Spectrophotometry is an analytical method of measuring the amount of light absorbed by a substance in solution to determine identity, concentration, and other properties

Many substances absorb light at specific wavelengths within the ultraviolet (200-400 nm), visible (400-800 nm), and near infrared (800-1000 nm) spectra
Spectrophotometry measures the sample directly (no color change)
In colorimetry, samples are converted or conjugated to colored compounds via chromogenic reactions, and then measurements are made based on color

The absorbance of a solution is directly proportional to the concentration of the absorbing material when the light path is kept constant

Spectrophotometers measure the intensity of a specific wavelength of light as it passes through a sample

They compare the amount of light transmitted through a blank sample (lacking the absorbing compound) to that transmitted through a sample

Spectrophotometer Components and Plate Readers

Light Source

* Tungsten Lamp: Visible region ( $400-1000\,nm$ ).
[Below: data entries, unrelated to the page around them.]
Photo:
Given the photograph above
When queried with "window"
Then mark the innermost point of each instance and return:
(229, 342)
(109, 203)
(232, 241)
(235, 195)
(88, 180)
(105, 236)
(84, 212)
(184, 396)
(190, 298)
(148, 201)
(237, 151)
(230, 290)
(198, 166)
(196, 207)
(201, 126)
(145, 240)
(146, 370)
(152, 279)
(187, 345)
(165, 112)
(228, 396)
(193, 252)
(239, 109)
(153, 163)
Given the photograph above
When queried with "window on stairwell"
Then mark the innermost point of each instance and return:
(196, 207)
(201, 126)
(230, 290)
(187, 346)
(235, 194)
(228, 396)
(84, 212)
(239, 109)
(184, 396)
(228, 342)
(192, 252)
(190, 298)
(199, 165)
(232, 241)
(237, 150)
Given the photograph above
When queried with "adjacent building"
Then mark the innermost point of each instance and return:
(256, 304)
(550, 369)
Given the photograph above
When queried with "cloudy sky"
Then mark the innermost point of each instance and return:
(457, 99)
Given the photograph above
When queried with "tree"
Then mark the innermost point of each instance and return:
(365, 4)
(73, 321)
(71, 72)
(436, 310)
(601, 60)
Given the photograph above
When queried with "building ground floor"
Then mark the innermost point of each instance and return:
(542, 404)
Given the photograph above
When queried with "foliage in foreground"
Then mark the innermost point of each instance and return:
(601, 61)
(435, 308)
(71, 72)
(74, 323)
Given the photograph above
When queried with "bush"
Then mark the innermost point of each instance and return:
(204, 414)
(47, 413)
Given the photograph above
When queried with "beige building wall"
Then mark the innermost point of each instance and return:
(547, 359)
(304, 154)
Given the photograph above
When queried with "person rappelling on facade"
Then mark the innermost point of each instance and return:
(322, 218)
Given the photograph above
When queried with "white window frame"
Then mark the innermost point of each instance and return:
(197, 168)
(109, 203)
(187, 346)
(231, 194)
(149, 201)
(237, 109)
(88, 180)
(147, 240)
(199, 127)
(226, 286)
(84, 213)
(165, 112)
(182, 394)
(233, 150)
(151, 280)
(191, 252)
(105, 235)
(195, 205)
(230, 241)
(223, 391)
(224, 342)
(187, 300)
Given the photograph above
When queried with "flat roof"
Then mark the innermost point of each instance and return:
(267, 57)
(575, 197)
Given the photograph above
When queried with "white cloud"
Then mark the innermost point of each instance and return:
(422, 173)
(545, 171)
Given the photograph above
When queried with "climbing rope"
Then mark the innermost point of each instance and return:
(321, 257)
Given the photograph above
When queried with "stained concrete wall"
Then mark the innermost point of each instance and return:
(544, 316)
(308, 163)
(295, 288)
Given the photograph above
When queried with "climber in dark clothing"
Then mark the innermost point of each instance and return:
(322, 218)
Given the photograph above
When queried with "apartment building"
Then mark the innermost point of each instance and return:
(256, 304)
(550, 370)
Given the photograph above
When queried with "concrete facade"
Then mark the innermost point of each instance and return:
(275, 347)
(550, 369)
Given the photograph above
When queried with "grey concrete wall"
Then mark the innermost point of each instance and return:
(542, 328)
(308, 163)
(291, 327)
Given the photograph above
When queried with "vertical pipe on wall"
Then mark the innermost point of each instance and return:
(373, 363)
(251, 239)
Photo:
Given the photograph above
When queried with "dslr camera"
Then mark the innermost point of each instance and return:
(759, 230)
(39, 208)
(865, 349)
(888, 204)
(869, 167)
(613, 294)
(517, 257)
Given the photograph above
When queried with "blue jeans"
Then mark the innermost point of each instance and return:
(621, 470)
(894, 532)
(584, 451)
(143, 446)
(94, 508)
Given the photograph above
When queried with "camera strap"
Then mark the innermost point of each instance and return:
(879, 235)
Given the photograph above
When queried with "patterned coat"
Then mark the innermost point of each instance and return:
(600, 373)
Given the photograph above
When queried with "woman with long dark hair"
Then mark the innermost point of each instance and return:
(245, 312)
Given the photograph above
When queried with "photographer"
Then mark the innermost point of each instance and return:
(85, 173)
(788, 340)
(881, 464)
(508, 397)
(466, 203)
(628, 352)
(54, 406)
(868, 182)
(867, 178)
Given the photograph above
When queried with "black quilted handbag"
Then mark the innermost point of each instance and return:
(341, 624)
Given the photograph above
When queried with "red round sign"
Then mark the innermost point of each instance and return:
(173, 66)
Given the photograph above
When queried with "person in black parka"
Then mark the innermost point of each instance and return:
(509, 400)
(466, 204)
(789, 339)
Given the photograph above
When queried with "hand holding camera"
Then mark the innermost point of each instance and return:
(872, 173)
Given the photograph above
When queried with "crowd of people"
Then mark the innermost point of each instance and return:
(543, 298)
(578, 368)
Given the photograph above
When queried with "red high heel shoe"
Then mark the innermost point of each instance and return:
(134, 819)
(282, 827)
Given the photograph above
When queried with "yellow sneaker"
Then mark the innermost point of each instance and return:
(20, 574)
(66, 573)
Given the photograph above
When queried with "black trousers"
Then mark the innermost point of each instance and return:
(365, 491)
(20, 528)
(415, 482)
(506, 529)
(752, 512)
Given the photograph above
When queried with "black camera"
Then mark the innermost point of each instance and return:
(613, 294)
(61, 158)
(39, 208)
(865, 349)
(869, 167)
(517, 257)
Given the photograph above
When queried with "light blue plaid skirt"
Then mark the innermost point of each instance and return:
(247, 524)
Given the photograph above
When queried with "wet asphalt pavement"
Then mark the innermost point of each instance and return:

* Deuterium Lamp: UV region ( $200-400\,nm$ ).

Monochromator: selects particular wavelengths of light for measurement

* Prism or a grating: disperses light, and a narrow exit slit selects only a small range of the dispersed spectrum

Sample compartment: holds cuvettes for light to pass through to the detector

Detector: photocell converts light into electrical current

Plate Readers:

* Measure small volumes ( $5-200\,ml$ ) in plates with typically 96 wells (up to 1536).

* Detects absorbance, fluorescence, luminescence, polarization, and scattering.

* Common in ELISAs, drug screenings, and enzyme assays.